Thousands of Irish women and girls shipped to Australia due to the 1840s Irish Famine will be remembered in a ceremony in Williamstown, Victoria, in Australia this weekend.

Irish Ambassador Noel White will attend the memorial service to remember the some 4,000 Irish women sent to Melbourne, Sydney and Adelaide in a program aimed at emptying workhouses in Ireland and pairing Irish women with Irish convicts also sent to Australia at the time. These women were sometimes known as “Potato Orphans.”.

Organizer of the event, Deborah Vaughan said, “In Hobson’s Bay, the arrival of six shiploads to Melbourne spanned December 1848 until March 1850.”

“More than 1,700 girls were processed by Government Depot 26, William St, Melbourne.

“Perhaps you shall be surprised at the wealth of local and world history, and how the struggles and displacement of these women pioneers, the refugees of their day, mirror life today.”

The “Potato Orphans” were young Irish women, some as young as 14, who were brought from their homes in Ireland to Australia to marry convicts.

READ MORE: Orphans of Ireland’s Great Hunger married off to Australian convicts.
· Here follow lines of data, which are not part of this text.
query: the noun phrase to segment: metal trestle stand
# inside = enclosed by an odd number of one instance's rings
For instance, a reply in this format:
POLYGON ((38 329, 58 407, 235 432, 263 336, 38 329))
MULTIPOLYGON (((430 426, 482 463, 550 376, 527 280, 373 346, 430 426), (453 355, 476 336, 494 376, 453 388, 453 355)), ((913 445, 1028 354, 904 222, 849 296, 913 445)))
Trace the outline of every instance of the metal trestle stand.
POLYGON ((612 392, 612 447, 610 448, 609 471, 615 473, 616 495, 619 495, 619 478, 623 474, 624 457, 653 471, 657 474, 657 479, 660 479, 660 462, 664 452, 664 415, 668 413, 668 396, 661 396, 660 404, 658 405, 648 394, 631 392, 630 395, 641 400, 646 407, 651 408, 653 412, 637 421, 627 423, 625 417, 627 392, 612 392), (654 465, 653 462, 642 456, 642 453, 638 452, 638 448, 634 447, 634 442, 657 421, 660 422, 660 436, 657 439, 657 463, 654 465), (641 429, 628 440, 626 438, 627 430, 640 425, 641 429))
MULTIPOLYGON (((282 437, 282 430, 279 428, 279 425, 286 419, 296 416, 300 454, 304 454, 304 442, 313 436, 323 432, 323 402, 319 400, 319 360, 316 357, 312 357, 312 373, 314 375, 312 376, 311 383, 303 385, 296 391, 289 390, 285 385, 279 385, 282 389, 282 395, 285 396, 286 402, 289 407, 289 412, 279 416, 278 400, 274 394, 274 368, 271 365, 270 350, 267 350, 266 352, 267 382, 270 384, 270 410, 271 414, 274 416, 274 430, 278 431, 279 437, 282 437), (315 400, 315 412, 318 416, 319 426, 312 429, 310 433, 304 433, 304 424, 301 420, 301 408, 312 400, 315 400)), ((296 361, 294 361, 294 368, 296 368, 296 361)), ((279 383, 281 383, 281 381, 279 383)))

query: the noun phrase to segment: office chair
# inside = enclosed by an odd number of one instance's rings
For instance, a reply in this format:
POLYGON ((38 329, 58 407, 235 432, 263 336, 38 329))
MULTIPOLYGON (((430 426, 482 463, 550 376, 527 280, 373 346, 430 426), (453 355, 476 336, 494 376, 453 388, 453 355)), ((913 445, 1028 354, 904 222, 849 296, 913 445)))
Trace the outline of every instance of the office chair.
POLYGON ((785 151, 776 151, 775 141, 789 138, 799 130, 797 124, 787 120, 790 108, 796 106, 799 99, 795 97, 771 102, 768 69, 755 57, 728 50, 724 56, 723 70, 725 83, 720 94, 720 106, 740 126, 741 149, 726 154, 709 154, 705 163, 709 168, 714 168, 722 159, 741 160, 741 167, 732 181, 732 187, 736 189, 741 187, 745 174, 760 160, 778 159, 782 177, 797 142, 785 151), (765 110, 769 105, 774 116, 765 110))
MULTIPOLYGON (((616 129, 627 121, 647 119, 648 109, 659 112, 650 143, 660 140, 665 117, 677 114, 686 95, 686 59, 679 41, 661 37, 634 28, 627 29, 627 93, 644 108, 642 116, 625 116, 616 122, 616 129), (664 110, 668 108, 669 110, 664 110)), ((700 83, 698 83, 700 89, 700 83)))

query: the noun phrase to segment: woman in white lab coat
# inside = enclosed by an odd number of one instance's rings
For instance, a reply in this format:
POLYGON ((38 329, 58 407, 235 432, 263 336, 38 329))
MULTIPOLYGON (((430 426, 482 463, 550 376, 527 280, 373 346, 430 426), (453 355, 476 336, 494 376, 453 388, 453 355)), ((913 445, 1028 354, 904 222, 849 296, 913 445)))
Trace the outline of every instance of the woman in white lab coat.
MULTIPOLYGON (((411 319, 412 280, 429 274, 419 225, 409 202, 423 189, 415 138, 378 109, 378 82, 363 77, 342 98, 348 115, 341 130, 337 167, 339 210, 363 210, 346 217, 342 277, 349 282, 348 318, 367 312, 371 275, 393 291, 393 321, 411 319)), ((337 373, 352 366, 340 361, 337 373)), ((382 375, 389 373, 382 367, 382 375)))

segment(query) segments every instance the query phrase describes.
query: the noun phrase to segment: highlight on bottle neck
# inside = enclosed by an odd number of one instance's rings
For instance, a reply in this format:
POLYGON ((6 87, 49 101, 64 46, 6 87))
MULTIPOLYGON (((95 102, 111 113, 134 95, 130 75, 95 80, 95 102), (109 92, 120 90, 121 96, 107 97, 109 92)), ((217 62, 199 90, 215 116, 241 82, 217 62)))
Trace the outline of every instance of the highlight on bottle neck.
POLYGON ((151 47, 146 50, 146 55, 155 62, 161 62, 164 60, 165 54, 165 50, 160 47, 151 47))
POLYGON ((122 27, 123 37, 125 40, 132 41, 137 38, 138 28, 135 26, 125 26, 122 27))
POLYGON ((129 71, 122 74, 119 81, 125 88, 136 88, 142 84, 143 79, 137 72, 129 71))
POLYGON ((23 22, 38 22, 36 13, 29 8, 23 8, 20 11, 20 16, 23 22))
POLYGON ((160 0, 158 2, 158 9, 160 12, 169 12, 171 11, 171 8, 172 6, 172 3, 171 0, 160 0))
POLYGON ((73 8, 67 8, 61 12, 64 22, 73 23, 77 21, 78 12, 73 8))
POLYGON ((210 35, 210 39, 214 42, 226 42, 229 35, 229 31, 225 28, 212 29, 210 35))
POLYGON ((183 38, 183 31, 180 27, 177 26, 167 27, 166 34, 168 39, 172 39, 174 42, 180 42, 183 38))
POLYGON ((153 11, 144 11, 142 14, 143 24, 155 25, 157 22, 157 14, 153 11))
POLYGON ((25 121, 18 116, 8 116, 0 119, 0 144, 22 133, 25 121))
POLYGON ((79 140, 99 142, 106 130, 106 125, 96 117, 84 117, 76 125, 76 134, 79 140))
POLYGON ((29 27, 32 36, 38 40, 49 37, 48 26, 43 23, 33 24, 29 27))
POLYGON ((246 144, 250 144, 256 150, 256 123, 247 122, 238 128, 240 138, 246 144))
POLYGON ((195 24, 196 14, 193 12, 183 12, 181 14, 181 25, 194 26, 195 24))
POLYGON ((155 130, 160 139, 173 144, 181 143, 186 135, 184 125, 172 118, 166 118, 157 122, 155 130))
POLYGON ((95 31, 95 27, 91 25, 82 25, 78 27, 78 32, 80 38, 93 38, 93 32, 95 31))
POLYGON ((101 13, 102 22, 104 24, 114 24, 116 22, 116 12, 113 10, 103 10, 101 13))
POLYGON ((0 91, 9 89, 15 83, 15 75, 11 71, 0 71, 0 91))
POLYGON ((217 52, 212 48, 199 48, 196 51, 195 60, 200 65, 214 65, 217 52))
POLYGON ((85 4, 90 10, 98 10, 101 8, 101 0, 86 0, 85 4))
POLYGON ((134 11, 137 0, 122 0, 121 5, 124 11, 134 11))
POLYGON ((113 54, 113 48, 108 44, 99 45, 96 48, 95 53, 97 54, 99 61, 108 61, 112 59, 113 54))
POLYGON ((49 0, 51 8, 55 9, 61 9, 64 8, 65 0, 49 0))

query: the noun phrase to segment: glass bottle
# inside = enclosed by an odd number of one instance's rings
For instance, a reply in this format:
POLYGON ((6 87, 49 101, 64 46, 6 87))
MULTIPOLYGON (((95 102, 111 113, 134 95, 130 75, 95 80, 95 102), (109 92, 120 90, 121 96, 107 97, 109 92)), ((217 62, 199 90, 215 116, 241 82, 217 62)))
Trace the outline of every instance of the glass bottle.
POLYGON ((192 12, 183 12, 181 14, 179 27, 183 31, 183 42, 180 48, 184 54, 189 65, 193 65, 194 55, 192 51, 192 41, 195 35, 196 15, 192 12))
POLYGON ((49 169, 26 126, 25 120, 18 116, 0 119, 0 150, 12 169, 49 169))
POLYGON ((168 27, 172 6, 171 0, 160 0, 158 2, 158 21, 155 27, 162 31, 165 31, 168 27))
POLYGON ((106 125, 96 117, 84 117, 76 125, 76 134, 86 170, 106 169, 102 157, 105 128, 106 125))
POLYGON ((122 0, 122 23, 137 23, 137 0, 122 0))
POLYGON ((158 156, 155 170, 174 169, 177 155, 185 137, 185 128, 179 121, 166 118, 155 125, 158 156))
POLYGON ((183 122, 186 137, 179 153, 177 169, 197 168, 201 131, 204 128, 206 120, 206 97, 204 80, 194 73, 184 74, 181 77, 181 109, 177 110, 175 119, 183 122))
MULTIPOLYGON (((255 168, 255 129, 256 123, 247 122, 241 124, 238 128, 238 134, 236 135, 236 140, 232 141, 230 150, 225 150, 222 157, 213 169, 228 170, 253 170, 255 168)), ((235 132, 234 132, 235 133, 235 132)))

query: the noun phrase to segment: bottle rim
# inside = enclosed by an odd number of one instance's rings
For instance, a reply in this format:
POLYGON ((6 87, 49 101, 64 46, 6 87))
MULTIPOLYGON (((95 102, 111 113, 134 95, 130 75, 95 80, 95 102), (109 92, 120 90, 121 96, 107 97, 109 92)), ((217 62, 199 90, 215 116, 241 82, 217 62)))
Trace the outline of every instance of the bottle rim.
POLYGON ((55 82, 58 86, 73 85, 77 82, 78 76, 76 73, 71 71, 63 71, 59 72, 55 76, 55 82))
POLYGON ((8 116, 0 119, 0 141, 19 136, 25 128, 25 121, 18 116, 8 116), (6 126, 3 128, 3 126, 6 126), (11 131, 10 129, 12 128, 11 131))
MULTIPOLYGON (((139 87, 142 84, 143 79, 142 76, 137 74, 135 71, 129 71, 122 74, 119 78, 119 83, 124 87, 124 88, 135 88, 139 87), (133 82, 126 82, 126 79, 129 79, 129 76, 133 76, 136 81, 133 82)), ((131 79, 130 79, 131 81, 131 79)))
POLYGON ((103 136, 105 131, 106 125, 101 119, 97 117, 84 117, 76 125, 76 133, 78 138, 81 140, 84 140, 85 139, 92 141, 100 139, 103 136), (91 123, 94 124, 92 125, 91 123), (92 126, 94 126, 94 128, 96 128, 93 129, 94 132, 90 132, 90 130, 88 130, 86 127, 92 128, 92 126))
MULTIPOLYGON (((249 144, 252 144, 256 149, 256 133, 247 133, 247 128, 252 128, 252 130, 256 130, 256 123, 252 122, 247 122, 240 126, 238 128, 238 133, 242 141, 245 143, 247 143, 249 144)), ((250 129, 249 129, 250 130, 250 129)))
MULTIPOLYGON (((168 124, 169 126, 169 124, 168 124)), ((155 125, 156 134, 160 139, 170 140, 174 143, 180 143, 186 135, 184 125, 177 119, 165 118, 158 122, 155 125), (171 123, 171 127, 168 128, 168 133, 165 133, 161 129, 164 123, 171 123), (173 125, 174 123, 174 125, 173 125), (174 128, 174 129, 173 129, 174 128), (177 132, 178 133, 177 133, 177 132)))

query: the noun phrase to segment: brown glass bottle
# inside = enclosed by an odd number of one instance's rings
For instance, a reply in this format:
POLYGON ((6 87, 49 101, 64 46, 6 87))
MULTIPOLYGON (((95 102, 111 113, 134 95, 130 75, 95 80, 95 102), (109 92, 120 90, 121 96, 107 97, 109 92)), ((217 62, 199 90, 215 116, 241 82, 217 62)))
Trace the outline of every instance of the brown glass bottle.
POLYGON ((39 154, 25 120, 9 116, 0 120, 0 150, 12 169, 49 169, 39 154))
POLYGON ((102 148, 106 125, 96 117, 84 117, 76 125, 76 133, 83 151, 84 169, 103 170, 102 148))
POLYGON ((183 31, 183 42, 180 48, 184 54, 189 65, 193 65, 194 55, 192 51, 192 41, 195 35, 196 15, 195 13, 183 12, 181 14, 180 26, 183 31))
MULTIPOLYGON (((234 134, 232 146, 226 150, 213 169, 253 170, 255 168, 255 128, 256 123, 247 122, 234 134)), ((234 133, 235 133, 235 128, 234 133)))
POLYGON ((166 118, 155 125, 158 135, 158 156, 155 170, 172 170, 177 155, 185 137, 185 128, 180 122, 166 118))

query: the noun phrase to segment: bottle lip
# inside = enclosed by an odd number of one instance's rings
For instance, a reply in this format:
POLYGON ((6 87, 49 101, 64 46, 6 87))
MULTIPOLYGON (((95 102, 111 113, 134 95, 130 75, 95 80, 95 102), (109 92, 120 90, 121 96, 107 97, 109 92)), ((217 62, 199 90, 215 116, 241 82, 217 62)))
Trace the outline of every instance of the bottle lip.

Even though many young women may have survived the worst of the famine years, they were left orphaned or abandoned and forced to enter workhouses. The already struggling workhouses could not deal with the growing numbers seeking help and became increasingly overcrowded and under-resourced as the famine worsened.

In order to deal with overcrowding in workhouses, Secretary of State for the Colonies (and he of tea fame) Earl Grey began the Pauper Immigration Scheme between 1848 and 1850 to send female Irish teens to Australia.

Grey proposed that young, marriageable women could serve as wives in Australia (often to Irish convicts) and provide female labor in the male-dominant and (at the time) hugely underdeveloped country.

Up to 4,000 vulnerable and lonely Irish girls left for Australia to either work for as little as £11 a year or to marry an Irish convict, who were also being sent down under by the shipful. Aged between 14 and 45, the women were shipped out in batches of 200 to 300 at a time.

Williamstown is already home to one of the many worldwide monuments to commemorate victims of the Irish Great Hunger.

In 1998, on the 150th anniversary of the arrival of the ship “Lady Kennaway” a bluestone rock was erected in the town as a beacon of warning and of welcome for the arrival of 191 girls on that ship.

The stone was unveiled by Victor Briggs of the local Bunurong people, in an act of reconciliation for the role Irish people played in the displacement of the local people in Australia and in recognition of the shared history of repression suffered by the two peoples.

The plaque reads:

In memory of one million people who died in Ireland during the Great Hunger of 1845-52.

In praise of tens of thousands of dispossessed Irish who sailed to Hobson`s Bay to build a new life. In sorrow for the dispossession of the Bunurong and Woiworung people but in a spirit of reconciliation.

In solidarity with all those who suffer hunger today.

Around the main text are inscribed words from the poem “Na Prátaí Dubha” (“The Black Potatoes”) by Máire Ní Dhroma:

Ní hé Dia a cheap riamh an obair seo, Daoine bochta chur le fuacht is fán.

(“God didn’t make this work, Making poor people cold and wandering”)

The memorial ceremony will take place at the Famine Rock at 2.30pm on Sunday on the foreshore at The Strand, opposite Stevedore Street in Williamstown.